Nel paragrafo 5.2 (“Definizione dei ritardati od omessi versamenti iscritti a ruolo”) si ha per non apposta la seguente espressione: “(non oltre il 16 aprile 2003)”. Pertanto, ai fini del perfezionamento della definizione è necessario che, alla prevista scadenza del ruolo (successiva al 16 aprile 2003), il contribuente versi le imposte o ritenute e relativi interessi ovvero, nel caso di sanzioni iscritte a ruolo per tardivo versamento, soltanto gli interessi iscritti a ruolo.

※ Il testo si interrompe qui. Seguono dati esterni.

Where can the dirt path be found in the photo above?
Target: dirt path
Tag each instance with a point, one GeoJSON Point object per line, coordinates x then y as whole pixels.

Nel paragrafo 10.3.3 (“processi verbali di constatazione”) il periodo “Ai sensi del comma 4-bis, non sono definibili le violazioni relative all’emersione di attività detenute all’estero e di lavoro irregolare di cui al decreto legge 22 febbraio 2002, n. 12 convertito dalla legge 23 aprile 2002, n. 73” deve intendersi sostituito dal seguente: “Ai sensi del comma 4-bis, non sono definibili le violazioni relative all’emersione di lavoro irregolare di cui al decreto legge 22 febbraio 2002, n. 12 convertito dalla legge 23 aprile 2002, n. 73”.

Le interpretazioni recate dalla presente circolare integrano, laddove compatibili, quelle fornite dalla scrivente con la circolare n. 12/E del 21 febbraio 2003.